First I would like to thank Vanimp for giving me the sexy blogger award. :-D I will be doing that tomorrow, because well.. Master and I got home late and I need to crank out my daily post.
First I will get the day to day stuff done. :-)
Last night Master used me for His pleasure and talked dirty to me almost the entire time. I fucking love it when He does that! And we happily passed out curled up together.
This morning we got up and got ready for work. It was a long day for some reason. Probably because this Friday is pay day and don't we all love pay day? (Well except for the taxes part anyway..)
Master picked me up from work and we went home just long enough for Him to take a shower and for me to run one quick errand. From there we headed down to my dad's place. Master wanted to go visit, so we did. We had a mostly good time except for the fact that my father's girlfriend's son (say that three times fast) was throwing a hissy fit and throwing his bike parts all around the damn mud room because his girlfriend couldn't spend the night. Mature 20 year old huh?
Anywho.. We stayed later than we expected, as usual. So we got fast food on the way home and just now got done eating. It's currently 10:30pm and normally during the week we're in bed by 11pm. I have a feeling I'm going to be tired tomorrow, and so is Master.
We're getting along great. I'm doing my best to follow my rules and please Him. I'm glad that I came to my senses. Thank you for the encouraging words and for those of you who updated your links.. again.. :-D Sorry.
Now, on to something that I really don't understand. Drama alert.
You've been warned.
Over on Master's blog, of course He's been posting again. This particular post has gotten some comments that make me go, "Um.. wtf?"
We've been together for six years. In those six years we have had our ups and downs and our what the fuck just happened moments. Thankfully, it's been mainly ups. And then sometimes, one or both of us with throw a wrench into the mix and we both have to correct it.
One particular comment that I love is this: "She’s a submissive, for chrissake, and she will go to any possible length not to blame YOU. She cannot help feeling that if something is wrong, then she is the one to blame. That’s how most submissive are wired. and it’s YOUR job to understand when that’s true and when it’s not."
Love it. Oh, I fully admit I'm the one who sat down and went, "We should change this... again.." He agreed to it because He wants me to be happy, and also wanted to see where it would go. Now, it turned out, as it always does when we had tried to go a different route, that I was miserable that way. And so was He. So we talked again, and fixed it. And now we're back where we belong.
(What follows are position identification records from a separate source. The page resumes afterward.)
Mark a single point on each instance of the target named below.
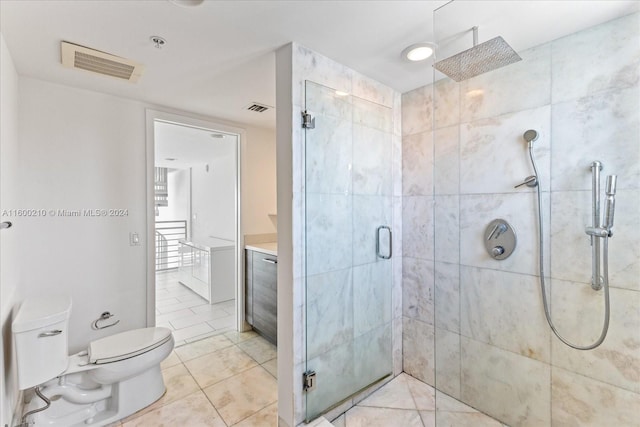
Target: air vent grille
(258, 108)
(75, 56)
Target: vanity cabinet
(261, 301)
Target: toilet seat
(127, 344)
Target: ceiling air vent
(258, 108)
(76, 56)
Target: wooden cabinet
(262, 293)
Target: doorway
(193, 223)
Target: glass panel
(348, 191)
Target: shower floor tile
(409, 402)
However, just because I am a slave or submissive, or whatever the fuck you want to call it.. does not mean I always think I am the one to blame. In this case, however, I am. Me. *raises hand*
He can be wrong, and yes He's thrown a wrench into the mix a time or two Himself. But it doesn't matter who the fuck is to blame. In a relationship, what you're supposed to do, or rather the healthy thing to do in my opinion, is to fix it together. Not spend time pointing the finger and going, "This is all your fault, you fucking fix it. Not me! Nope! I'm innocent!"
Now sometimes, I admit we may come across that way in our blog posts. I can be all whoa is me, and He can be hellfire and brimstone. But ya know what? It's what the blogs are here for, in part. They are here for us to vent, and to get shit out instead of letting it build and fester and then explode in our faces. Also, it helps kick off conversations sometimes.
However, thank you oh wise perfect stranger for giving me a psych eval that I didn't have to pay for. I appreciate it. May I have my certificate and pretty pills now please?
I understand that when you read a blog, sometimes you get so caught up in it that you feel you know that person, or those people, who are the authors. You think you have it all figured out. But you never really do. You catch a glimpse, you catch a mood, or a thought at that exact moment. It doesn't mean you know them. Sometimes friendships are formed this way. I know I've made a few.
But what goes on after the computer is shut down, and it's just that person, or that couple, alone.. together.. you will never know exactly what is going on. It's impossible to share everything. I'd be here for hours on end trying to catalog every little thing.
Don't get me wrong, I apprecaite most of the comments I get, and even some of the ones Master gets.. even if they don't mesh with what Master and I think or feel. Thank you for stating your opinion. However, when you come across as an online Dr. Ruth jackass, well that's an entirely different thing.